Paterson's research is supported by the U.S. Department of Defense and the National Cancer Institute.

But the scientists at the small biotech firm are on their own conducting early clinical trials.

``We are really knocking on the door of a very important immunotherapy," Rothman said. "Whether ours will be the one is too early to tell." The company has licensed Paterson's patented work from the University of Pennsylvania in Philadelphia.

The human immune system, Rothman said, did not evolve to cure cancer. That's why the company must genetically modify the listeria bacterium to contain HER-2/Neu, a protein that stimulates the fearsome T-cells into action. The protein is produced in about 25 percent of all breast cancers, as well as in cancers of the ovaries, lung, pancreas and gastrointestinal tract.

Healthy, nonpregnant people can easily survive infection by listeria, often found in dairy products. Paterson found that its unusual behavior -- that it likes to swim in the cell's goopy innards known as the cytoplasm -- makes it perfect for drawing the attention of killer T-cells which are only clued in to that region.

By fusing the HER-2/Neu protein to the listeria bug, Paterson was able to draw out killer T-cells attracted to the listeria and "train" them to seek out and destroy anything containing HER-2/Neu.

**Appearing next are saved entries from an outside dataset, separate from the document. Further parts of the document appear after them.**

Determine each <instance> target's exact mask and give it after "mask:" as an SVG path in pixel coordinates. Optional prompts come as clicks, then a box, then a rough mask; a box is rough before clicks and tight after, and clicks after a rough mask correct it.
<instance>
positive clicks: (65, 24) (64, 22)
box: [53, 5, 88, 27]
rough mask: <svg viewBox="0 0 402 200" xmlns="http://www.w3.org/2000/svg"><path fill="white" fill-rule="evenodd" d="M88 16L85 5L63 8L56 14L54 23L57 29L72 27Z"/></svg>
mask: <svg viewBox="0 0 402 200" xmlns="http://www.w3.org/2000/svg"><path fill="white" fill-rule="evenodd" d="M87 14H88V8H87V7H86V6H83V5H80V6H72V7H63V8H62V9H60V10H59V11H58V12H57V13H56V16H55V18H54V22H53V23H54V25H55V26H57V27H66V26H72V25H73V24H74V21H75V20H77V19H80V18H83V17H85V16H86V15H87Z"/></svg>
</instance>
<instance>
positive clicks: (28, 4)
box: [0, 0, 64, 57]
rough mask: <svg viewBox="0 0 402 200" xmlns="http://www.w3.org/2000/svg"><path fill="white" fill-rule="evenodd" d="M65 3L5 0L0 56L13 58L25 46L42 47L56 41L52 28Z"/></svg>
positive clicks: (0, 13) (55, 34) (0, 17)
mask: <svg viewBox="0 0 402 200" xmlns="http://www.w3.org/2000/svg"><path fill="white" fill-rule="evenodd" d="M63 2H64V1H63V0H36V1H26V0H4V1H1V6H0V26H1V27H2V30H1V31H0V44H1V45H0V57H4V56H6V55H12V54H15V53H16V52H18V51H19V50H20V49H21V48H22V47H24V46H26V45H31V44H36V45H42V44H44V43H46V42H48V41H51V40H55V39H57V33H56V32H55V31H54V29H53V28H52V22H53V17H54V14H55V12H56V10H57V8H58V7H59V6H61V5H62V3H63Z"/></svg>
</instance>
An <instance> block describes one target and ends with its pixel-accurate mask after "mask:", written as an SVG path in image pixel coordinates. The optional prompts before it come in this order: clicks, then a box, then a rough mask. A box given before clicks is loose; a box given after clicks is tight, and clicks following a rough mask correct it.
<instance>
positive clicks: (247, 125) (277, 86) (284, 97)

In the case of her experiment, that meant that the T-cells decimated breast cancer tumors in mice with the disease.

Rothman sees it as a way of fooling nature for a good cause.

``We are co-opting the immune system," Rothman said. "We are using a bug most people don't get sick from and inducing an immunity to cancer by masquerading as this bug. The body thinks it's dealing with this bug and mounting an immune defense. It's self versus non-self."

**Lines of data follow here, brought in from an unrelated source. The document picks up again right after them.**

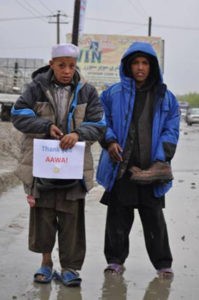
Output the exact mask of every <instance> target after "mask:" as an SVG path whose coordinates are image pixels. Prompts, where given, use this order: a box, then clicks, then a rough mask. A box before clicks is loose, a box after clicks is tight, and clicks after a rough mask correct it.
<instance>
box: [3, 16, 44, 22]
mask: <svg viewBox="0 0 199 300" xmlns="http://www.w3.org/2000/svg"><path fill="white" fill-rule="evenodd" d="M42 18H49V16H37V17H36V16H35V17H16V18H0V22H10V21H23V20H34V19H42Z"/></svg>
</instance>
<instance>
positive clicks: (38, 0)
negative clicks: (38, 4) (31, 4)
mask: <svg viewBox="0 0 199 300" xmlns="http://www.w3.org/2000/svg"><path fill="white" fill-rule="evenodd" d="M38 1H39V3H40V4H41V5H42V6H43V7H44V8H45V9H47V10H48V11H49V12H50V13H51V14H52V13H53V11H52V10H50V9H49V7H47V6H46V5H45V4H44V3H43V1H41V0H38Z"/></svg>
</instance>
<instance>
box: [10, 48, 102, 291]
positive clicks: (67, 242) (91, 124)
mask: <svg viewBox="0 0 199 300" xmlns="http://www.w3.org/2000/svg"><path fill="white" fill-rule="evenodd" d="M78 56H79V48H78V47H77V46H75V45H73V44H70V43H67V44H59V45H55V46H54V47H52V56H51V60H50V62H49V65H48V66H45V67H43V68H41V69H39V70H37V71H36V72H34V73H33V75H32V78H33V80H32V82H31V83H30V84H29V85H28V86H27V88H26V90H25V91H24V93H23V94H22V95H21V96H20V97H19V98H18V100H17V101H16V103H15V105H14V107H13V109H12V122H13V124H14V126H15V127H16V128H17V129H18V130H20V131H21V132H22V133H23V134H24V139H23V143H22V157H21V161H20V164H19V167H18V170H17V174H18V177H19V178H20V179H21V180H22V182H23V184H24V190H25V193H26V194H27V200H28V202H29V204H30V225H29V249H30V250H31V251H34V252H38V253H42V262H41V267H40V268H39V269H38V270H37V272H36V273H35V274H34V281H35V282H39V283H49V282H51V280H52V278H53V275H54V274H55V273H54V272H53V261H52V255H51V254H52V251H53V248H54V245H55V239H56V234H57V233H58V247H59V260H60V265H61V273H60V274H58V273H56V276H57V277H58V278H59V279H60V280H61V281H62V282H63V284H64V285H66V286H79V285H80V283H81V278H80V277H79V273H78V272H77V270H80V269H81V267H82V265H83V261H84V258H85V251H86V246H85V244H86V242H85V221H84V205H85V196H86V193H87V191H89V190H90V189H91V188H92V185H93V182H92V180H93V163H92V156H91V150H90V146H91V143H92V142H94V141H97V140H99V139H100V137H101V136H102V134H103V132H104V128H105V123H104V121H103V109H102V106H101V104H100V101H99V98H98V94H97V91H96V89H95V88H94V87H93V86H92V85H90V84H89V83H87V82H85V80H84V79H83V78H82V76H81V74H80V73H79V71H78V69H77V59H78ZM34 138H43V139H59V140H60V147H61V148H62V149H68V148H72V147H73V146H74V145H75V144H76V142H77V141H86V150H85V161H84V176H83V180H61V179H58V180H57V181H52V180H50V179H49V180H48V179H45V180H44V179H41V178H35V177H33V176H32V156H33V153H32V152H33V148H32V144H33V139H34Z"/></svg>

Thalachallour Mohanakumar, the Jacqueline G. and William E. Martize professor of Immunology and Oncology at Washington University School of Medicine, believes he has selected an excellent target for the immune system. The protein mammaglobin-A is found in 80 percent of breast cancers.

Mohanakumar and his research team have constructed a DNA vaccine that contains copies of the genetic sequence that produces the protein in humans. The idea is that the vaccine will rev up T-cells to recognize the protein as a foreign molecule when it is displayed on the surface of cells. The "primed" T-cells would then proliferate and attack the protein whenever they run across it.

The research team transferred vaccine-primed T-cells into mice with growing tumors. Some contained mammaglobin-A. Some did not.

Researchers found that the tumors with the protein stopped growing, then shrank. The others continued to grow.

The research, funded by the Susan G. Komen Breast Cancer Foundation and the U.S. Department of Defense, is now expanding into clinical trials testing the safety and effectiveness of such vaccines in humans with breast cancer.

``To me, it was a big surprise that it worked," Mohanakumar said. "But it's simple. And, just like everything else, very simple things are often what people overlook. And, usually, they work."

Having survived cancer and a mastectomy in the '80s, Paterson is using her experience to fuel her work.

``I survived, but I have to say that I didn't feel lucky at the time," said Paterson, now 65. "Now I realize I was lucky. As you get older, and more and more of your friends and loved ones are dying of cancer, you think, if you can do anything about it, you should."